Hey! We’re trying not to break stuff now, and I’m working on a testing regimen to help by building crates published on crates.io against betas and nightlies. It’s not refined yet, but it does get some useful results, so I’m going to start giving them visibility by posting them here.
Today I have results for our first week trying hard to not break stuff, and they are pretty good! Comparing last week’s beta to last night’s nightly I’ve found two regressions.
The leveldb regression is the result of deny(warnings). This is tough to avoid on our end since we need to be able to introduce warnings.
The second is more mysterious. Some pointer conversion was made illegal. It’s not clear offhand exactly what change caused it, but in @nikomatsakis’s opinion it looks like arguably a legit bugfix.
itertools doesn’t appear in the list. (It works fine in both versions). Not very important, but it might be a sign of a bug in general?
Maybe you can cache package fetching? I think your runs create visible spikes in download statistics, hundreds of downloads per popular package. Big spikes on april 3rd and 10th
There was also a regression in glium introduced a few days after the beta (lifetime issues), however I bypassed the problems in order to continue working on the library.
EDIT: see the travis build of this PR. 2547.2 tests exactly the same things as 2547.5 but 2547.2 uses the nightly while 2547.5 uses the beta.
The borrow checker is a bit mystical to me, so I don’t usually report these problems (as I’m not sure if it comes from my code or from a bug in rustc).
EDIT2: I spent an hour on it but didn’t manage to simplify it.
Hi, author of leveldb here. I just disabled the warning check in leveldb-0.7.1.
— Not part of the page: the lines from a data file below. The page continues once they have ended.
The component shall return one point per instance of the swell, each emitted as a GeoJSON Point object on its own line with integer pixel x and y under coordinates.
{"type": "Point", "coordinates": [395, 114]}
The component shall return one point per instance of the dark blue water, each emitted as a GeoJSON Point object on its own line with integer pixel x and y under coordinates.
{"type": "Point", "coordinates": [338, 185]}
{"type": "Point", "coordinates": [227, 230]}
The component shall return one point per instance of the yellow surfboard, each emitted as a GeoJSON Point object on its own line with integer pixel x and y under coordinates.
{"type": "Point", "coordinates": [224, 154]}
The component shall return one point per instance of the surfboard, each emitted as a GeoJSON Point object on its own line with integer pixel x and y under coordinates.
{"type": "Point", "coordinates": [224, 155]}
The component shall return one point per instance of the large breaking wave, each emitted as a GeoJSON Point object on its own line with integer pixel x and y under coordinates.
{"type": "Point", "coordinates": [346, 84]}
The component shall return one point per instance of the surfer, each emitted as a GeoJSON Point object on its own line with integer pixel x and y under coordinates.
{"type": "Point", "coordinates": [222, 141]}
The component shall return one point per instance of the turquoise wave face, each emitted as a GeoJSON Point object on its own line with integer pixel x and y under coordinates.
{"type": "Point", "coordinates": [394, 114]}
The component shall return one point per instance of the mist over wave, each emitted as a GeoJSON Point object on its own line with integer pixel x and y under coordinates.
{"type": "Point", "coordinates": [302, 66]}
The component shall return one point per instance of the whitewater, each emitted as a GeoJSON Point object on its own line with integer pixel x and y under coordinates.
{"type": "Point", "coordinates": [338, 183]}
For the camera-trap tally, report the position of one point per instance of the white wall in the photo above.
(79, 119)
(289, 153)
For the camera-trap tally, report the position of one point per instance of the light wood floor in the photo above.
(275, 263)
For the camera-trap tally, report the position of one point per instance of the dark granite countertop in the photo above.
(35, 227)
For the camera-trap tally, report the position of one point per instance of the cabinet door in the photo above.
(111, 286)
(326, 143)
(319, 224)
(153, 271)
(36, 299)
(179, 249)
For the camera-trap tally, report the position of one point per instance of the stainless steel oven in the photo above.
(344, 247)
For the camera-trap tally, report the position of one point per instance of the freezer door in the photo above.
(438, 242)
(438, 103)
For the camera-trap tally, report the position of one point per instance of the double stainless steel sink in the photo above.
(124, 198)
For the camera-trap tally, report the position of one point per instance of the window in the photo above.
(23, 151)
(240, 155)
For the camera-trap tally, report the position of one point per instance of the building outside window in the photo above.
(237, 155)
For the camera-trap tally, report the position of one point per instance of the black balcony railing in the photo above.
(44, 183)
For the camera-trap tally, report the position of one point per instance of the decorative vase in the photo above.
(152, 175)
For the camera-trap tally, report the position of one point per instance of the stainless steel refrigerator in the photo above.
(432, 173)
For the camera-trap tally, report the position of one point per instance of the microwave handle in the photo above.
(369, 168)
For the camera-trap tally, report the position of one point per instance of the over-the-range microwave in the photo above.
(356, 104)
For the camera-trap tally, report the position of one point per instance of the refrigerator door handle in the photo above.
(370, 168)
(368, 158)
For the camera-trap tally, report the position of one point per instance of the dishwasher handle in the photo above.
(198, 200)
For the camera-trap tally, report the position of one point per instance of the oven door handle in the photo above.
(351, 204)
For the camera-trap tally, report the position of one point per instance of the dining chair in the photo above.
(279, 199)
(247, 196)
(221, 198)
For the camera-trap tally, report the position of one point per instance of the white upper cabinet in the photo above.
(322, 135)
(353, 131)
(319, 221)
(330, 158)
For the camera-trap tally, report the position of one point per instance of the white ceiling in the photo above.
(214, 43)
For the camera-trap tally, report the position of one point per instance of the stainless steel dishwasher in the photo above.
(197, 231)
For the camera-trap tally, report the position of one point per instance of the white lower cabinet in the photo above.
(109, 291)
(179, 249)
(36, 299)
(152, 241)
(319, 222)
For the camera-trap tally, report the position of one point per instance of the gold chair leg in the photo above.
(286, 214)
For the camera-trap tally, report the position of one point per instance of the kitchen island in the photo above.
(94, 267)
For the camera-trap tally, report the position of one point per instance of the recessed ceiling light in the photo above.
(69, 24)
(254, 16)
I’m not sure whether all lints will be documented here, but given that the suggestions to deny warnings is around the community, we might want to document that it poses a risk to forward compatibility. /cc @steveklabnik
Isn’t that just fixing the symptom? I think it would be interesting to indicate a minimum compatible level for the whole body of code (which would also mean failing if a function is too new). This could be reused by the lint system.
The problems caused by changes to lints are actually temporally reversed compared to problems caused by normal changes. Lint changes will mean that code will compile on 1.1 but not compile on 1.2 (and probably not any 1.x, x > 2), whereas language/library changes will mean that code that compiles on 1.2 won’t compile on 1.1 (but it will compile on all 1.x, x > 2).
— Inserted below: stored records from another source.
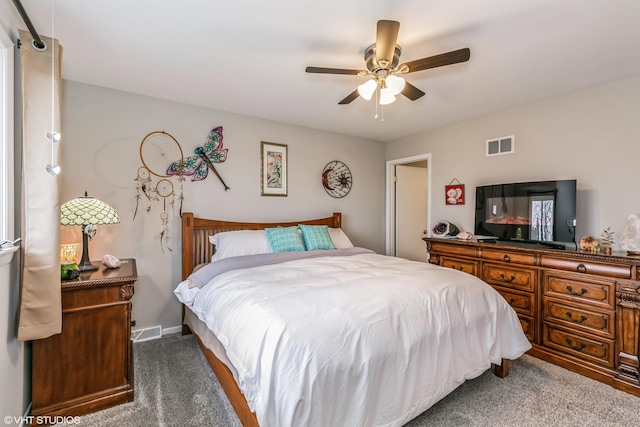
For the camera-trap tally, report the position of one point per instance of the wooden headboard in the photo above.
(196, 248)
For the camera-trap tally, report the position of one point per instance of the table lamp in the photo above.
(87, 212)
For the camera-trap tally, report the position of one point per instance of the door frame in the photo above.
(390, 205)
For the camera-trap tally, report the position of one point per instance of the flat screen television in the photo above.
(542, 212)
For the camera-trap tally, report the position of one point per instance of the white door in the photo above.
(411, 210)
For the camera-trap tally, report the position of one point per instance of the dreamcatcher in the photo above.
(157, 150)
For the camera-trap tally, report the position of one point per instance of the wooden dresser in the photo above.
(89, 366)
(580, 310)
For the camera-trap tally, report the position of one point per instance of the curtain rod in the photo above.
(37, 41)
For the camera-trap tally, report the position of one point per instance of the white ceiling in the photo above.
(249, 57)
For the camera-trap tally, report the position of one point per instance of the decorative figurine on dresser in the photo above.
(579, 309)
(89, 365)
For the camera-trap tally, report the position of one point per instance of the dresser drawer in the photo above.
(586, 320)
(515, 278)
(591, 292)
(467, 266)
(600, 351)
(521, 302)
(587, 267)
(505, 256)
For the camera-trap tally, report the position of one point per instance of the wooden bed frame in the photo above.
(196, 250)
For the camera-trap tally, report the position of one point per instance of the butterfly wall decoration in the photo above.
(205, 156)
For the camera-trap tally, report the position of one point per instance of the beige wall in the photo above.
(590, 135)
(102, 130)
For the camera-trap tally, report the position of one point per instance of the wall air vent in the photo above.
(502, 145)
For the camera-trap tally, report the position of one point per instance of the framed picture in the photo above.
(454, 194)
(273, 169)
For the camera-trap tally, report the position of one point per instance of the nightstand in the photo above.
(89, 366)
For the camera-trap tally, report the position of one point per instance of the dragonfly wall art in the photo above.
(205, 156)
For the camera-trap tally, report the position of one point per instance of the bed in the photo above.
(337, 337)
That is, code would have to specify “maximum rust version 1.1”, and this would essentially have to be specified for all code ever: who knows what sort of amazing warn-by-default lints we’re going to add in future.
So, yes, maybe, strictly speaking, it is just fixing a symptom of the fundamental problem that there will be many versions of the Rust compiler/language, but the fix for that “problem” (of locking code to exactly the compiler versions it has been tested with) doesn’t seem tenable with the intended way for the ecosystem to work: easy upgrades 1.x -> 1.(x+1).
I don’t understand. I understand the reversal, but not the imminent problem. Probably, I interpret the marker differently.
Say, I specify “compatible down to Rust 1.1”, I expect no newer APIs to work (it is not compatible), but newer lints to warn instead of throw errors (to provide forward compat with newer rust versions). Once I publish this piece of code, the code state will be frozen forever, so I will be able to run that code for quite a while.
Now, before releasing the next version, I start porting to the version I want to support, all warnings become errors and I can start fixing.